Further, in the sheet heating element according to the third aspect of the present invention, in the sheet heating element according to the second aspect, the temperature detecting portion is disposed along the heat generating portion. The temperature change can be more accurately detected by the temperature detector.

In addition, the sheet heating element according to a fourth aspect of the present invention is the sheet heating element according to the first aspect, wherein the heat generating portion is disposed on one surface of the non-conductive base material. Since the temperature detection unit is provided at a position corresponding to the heat generation unit on the other surface of the non-conductive base material, the temperature change of the heat generation unit can be more accurately detected by the temperature detection unit. it can.

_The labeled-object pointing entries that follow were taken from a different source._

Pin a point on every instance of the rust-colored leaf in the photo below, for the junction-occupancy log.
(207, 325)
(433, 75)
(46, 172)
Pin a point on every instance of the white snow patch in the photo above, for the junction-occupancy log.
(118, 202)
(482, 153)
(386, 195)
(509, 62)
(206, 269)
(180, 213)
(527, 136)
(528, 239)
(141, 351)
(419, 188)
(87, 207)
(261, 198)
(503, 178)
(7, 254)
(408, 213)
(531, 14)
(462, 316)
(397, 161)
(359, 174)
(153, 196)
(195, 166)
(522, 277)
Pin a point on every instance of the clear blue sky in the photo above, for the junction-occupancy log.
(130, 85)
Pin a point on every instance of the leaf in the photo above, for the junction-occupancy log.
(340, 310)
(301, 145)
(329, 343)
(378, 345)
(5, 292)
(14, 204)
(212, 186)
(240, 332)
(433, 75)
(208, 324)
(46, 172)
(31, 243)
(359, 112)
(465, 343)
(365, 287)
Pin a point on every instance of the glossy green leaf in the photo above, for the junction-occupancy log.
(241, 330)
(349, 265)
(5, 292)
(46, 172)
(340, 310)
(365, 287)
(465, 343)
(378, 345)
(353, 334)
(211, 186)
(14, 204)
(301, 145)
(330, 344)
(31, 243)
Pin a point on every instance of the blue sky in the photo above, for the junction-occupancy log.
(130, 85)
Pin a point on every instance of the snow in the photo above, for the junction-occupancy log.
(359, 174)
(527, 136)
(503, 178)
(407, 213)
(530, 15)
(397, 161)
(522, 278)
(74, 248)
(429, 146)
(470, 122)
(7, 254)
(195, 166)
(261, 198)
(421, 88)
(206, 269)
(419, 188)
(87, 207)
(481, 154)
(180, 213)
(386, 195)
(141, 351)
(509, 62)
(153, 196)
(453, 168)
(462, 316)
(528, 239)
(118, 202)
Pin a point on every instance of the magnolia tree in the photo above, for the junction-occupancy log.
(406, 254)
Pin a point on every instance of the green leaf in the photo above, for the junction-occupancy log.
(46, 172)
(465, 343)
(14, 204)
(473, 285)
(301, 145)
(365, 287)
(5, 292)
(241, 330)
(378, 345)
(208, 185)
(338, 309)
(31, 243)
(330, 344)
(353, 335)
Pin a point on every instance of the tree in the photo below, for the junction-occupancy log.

[Brief description of the drawings]

FIG. 1 is a plan view showing a sheet heating element according to a first embodiment of the present invention.

FIG. 2 is a sectional view taken along line AA of FIG.

FIG. 3 is a plan view showing a planar heating element according to a second embodiment of the present invention.

FIGS. 4A and 4B are diagrams showing a planar heating element according to a third embodiment of the present invention, wherein FIG. 4A is a plan view and FIG.

[Explanation of symbols]

 DESCRIPTION OF SYMBOLS 1 Resin sheet (non-conductive base material) 2, 2a, 2b Heating part 3, 3a, 3b Temperature detecting part 4 First electrode part 5 Second electrode part 6 Insulating layer

Claims (4)

[Claims] 1. A heating section and a temperature detection section each made of a conductive material are disposed close to each other on a non-conductive substrate, and the heating section and the temperature detection section are formed by printing. And a sheet heating element. 2. The planar heating element according to claim 1, wherein said heat generating portion and said temperature detecting portion are formed on the same surface of said non-conductive base material. 3. The planar heating element according to claim 2, wherein said temperature detecting section is arranged along said heat generating section. 4. The heating unit is provided on one surface of the non-conductive base material, and the temperature detection unit is provided at a position corresponding to the heating unit on the other surface of the non-conductive base material. The planar heating element according to claim 1, wherein the heating element is provided.